This is why when I'm bringing a new topic to a person, I start with "Did I tell you about BLANK already?":


Ontem em conversa com o Nuno disse que acho que sou uma falsa extrovertida. 
Na verdade não acho, tenho a certeza. Às vezes sinto que a minha lata e descontração são uma capa, uma fachada.
Não sou a tímida convencional, mas há ocasiões em que me sinto presa dentro de uma timidez que nem as pessoas que me conhecem me atribuem, porque falo com toda a gente, seja os senhores do restaurante, as meninas das lojas, as pessoas no ginásio, no autocarro, nas finanças, seja quem for. Se é preciso falar, eu falo sem medos. 
Não tenho problemas nenhuns em falar em público, nem a dar-me a conhecer aos outros a nível profissional. 
Se analisar a coisa por níveis, diria que a um nível superficial sou extrovertida, faladora e desenrascada. Não tenho problemas em dar-me com ninguém. Exprimo-me bem, não tenho medo de falar, na maior parte das vezes nem sequer fico nervosa se tiver de falar, sei lá, numa reunião, numa conferência, num grupo que não conheço. Falo e pronto.
Mas depois há situações em que bastava uma palavra e não sou capaz de dizer NADA! Não sei porquê.
Por exemplo, um grupo de pessoas que conheço, participou num evento em que também gostava de ter participado. A ideia pareceu-me muito gira, desafiante e diferente do que estou habituada a fazer. Conheço toda a gente que participou, algumas das pessoas são até minhas amigas e bastava ter dito - Olha, também gostava de ir! - para me inscreverem na equipa. Mas não fui capaz de dizer nada.

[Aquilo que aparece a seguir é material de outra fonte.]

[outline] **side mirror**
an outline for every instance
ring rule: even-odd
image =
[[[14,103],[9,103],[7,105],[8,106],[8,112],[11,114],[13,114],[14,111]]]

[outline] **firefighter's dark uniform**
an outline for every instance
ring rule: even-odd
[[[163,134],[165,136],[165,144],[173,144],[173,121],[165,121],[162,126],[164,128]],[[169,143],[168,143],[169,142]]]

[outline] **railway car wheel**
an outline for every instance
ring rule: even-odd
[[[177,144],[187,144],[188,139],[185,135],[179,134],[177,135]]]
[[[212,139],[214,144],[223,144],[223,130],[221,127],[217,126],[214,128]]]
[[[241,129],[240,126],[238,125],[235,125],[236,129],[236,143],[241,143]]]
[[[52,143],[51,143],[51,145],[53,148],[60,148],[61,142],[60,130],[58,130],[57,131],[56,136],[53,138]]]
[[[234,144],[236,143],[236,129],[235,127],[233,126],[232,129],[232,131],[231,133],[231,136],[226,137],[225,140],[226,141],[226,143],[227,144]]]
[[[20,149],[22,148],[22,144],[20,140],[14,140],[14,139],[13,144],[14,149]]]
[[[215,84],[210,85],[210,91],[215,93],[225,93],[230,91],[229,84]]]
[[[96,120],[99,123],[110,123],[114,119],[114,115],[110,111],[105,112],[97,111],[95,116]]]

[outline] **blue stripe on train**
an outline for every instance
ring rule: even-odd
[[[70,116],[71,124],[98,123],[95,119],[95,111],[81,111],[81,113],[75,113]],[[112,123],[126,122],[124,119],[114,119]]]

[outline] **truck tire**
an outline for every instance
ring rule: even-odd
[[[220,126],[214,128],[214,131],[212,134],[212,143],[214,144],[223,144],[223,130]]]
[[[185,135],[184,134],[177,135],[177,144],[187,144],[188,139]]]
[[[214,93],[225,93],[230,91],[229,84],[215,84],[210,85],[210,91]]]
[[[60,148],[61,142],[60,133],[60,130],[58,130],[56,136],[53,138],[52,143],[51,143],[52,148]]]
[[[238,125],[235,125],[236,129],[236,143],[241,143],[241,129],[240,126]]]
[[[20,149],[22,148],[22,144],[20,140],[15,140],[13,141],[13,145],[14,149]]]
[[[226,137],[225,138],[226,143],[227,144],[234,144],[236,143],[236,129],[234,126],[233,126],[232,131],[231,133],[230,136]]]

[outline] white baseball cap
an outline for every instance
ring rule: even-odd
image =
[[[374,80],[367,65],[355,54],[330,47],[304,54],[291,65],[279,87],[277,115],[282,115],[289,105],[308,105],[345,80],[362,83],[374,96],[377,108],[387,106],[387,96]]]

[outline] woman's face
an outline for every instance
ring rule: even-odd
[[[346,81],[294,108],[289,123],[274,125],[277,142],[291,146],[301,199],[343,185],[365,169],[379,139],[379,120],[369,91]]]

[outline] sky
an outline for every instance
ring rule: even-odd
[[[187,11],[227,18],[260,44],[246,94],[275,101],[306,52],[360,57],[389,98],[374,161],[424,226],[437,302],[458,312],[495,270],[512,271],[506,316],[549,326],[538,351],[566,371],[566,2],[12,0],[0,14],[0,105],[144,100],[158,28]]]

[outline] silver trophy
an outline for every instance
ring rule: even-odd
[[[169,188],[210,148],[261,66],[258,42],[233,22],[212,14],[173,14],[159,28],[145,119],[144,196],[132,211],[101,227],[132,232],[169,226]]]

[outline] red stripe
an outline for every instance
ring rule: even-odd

Estive com elas dois dias antes, estavam a falar do assunto e eu não fui capaz de abrir a boca, embora tenha ficado cheia de pena por não ir! 
Que estupidez, não é? Se for preciso estou meia hora a falar de coisas sem jeito nenhum, e depois não tenho coragem para pedir que me incluam numa atividade de grupo! 
E isto é só o último exemplo, o que me fez pensar na questão, mas já me aconteceu tantas, tantas vazes.
Parece uma coisa de adolescentes, não de pessoas daqui a pouco de meia-idade! 
Não sei bem porque é que isto me acontece, se tenho medo de rejeição, se não quero ser inconveniente, se não me quero impôr às pessoas, mas neste exemplo em concreto, tenho a certeza absoluta de que ninguém me ia dizer que não podia ir, que não havia lugar, que não me queriam lá. Muito pelo contrário.
Isto que sinto não é uma timidez incapacitante é só chata, mas como é que a ultrapasso?
Como é que eu faço isto? 

Quando perguntei ao Nuno ele respondeu com toda a simplicidade - Então, para a próxima dizes que também queres ir!

Pois, é isso.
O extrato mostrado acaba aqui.